Thursday, March 31, 2011

The Song Remains The Same


What does it mean when someone says they don't like Jesus? I'm not talking about the idea of Jesus or the religious Jesus or anything else but Jesus himself. Well, you may not know but I do: it means they are lying. It means what they are really saying is, "I don't think Jesus can like me."

Jesus understands this, he's not stung by your rejection. Why should he be? It's yourself you reject. (People think of the heart of Jesus but forget his intelligence. It's a great feeling being with someone who has that kind of understanding. In terms of comprehending nature, Einstein is retarded in comparison. Jesus knew all these secret wonders we have yet to unfold.)  Rejection was the problem Judas had.

It was not Jesus Judas betrayed, but himself. That's why Jesus said, "It would be better for him if he had not been born." Indeed. What's left after you reject yourself? Where do you go? What is to become of your life? In answering those questions, Judas took his life. The idiot.

Being with Jesus is like being in a mythical band, not of this time but a timeless one, an endless one. You never want the music to stop! When Jesus came groovin' up slowly to me we slapped hands in recognition like best friends reuniting. Then he'd ask, "Wanna jam?" Jesus would be the first to tell you it's not him that counts, it's the music. It's all about making music.


A world that makes music has no time left for war, only for the laces of life.
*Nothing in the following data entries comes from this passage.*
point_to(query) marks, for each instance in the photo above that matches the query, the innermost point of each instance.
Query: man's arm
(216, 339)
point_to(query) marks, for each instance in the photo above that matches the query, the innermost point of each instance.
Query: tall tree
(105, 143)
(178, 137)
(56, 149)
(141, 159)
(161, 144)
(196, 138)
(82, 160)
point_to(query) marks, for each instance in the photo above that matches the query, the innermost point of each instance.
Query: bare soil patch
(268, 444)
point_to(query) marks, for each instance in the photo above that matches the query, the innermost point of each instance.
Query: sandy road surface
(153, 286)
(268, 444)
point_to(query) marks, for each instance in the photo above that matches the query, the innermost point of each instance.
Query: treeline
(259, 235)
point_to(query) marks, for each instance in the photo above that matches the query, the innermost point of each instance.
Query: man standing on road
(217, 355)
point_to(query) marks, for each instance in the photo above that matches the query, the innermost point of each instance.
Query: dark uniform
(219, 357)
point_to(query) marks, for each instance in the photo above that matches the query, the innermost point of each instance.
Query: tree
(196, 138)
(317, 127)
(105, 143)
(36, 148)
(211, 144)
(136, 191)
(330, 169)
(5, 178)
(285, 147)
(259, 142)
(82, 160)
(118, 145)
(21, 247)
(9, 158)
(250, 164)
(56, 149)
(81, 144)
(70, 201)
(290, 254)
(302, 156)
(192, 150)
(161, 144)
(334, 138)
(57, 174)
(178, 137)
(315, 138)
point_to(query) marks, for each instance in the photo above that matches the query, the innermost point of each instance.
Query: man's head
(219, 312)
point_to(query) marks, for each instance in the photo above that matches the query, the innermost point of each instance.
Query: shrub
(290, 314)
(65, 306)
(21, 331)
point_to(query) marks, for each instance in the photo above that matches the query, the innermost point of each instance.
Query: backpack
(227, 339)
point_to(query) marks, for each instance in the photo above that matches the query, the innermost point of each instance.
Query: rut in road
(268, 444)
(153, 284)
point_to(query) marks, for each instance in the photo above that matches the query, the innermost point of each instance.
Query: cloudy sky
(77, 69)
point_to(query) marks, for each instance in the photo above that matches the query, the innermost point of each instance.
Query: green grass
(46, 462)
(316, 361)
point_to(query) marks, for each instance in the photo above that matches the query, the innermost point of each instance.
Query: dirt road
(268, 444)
You build your home and live in it, building stairways to heaven from the sound of silence. Who's that knocking at the door? Answer truly or the song passes you by! But it's not that easy, is it?

Did I tell you about my friend with the Vase shop? It's closed now though I still walk by hoping it will impossibly return to life - and let me off the hook. Her vases were her music and I loved them - everyone (with half a brain) did. But what took my breath away was when she took me in the back to the vases she dare not share. They were unfinished but magnificent! Yet I could see in her eyes the doubt she could make them whole, to bring them all the way home.

I pretended not to see her doubt, having problems of my own. I told her about the vases in my own shop and she smiled and laughed and clapped her hands and I was in heaven. Problem was, I had no shop, never having the nerve to set one up. It existed only in my head and in my heart. The vases in my imagination were finished in love but like hers were unfinished in reality. A secret dream came to life.

"Wanna jam?"

But a dream you dream alone is just a dream, the words of this dream not escaping my lips. And, of course, I'd first have to explain I had no shop of my own. Guilt weighed me down like a boulder chained to my waist and the unfed desire to jam with her ripped me mercilessly in two. So like Judas of yore, I betrayed myself - as anyone does who says "I don't love you" to one they love. I took one of her incomplete dream vases and smashed it on the floor, deriding her work as worthless. That's when she closed shop and moved on to a place I do not know.


I see my reflection in the storefront glass. My face is not a pleasant one, not like before when I wandered through her wares. Homelessness is a destination with many paths. Across the street I hear Jesus in a band - and my soul burns in envy. Now I wander cold, hard streets swigging from my bottle of self-pity and acidic wine. Where can a dream killer go to rest?

Listening to the vicarious song of a street corner girl I fear my eyes to shutter closed. Without dreams only nightmares be.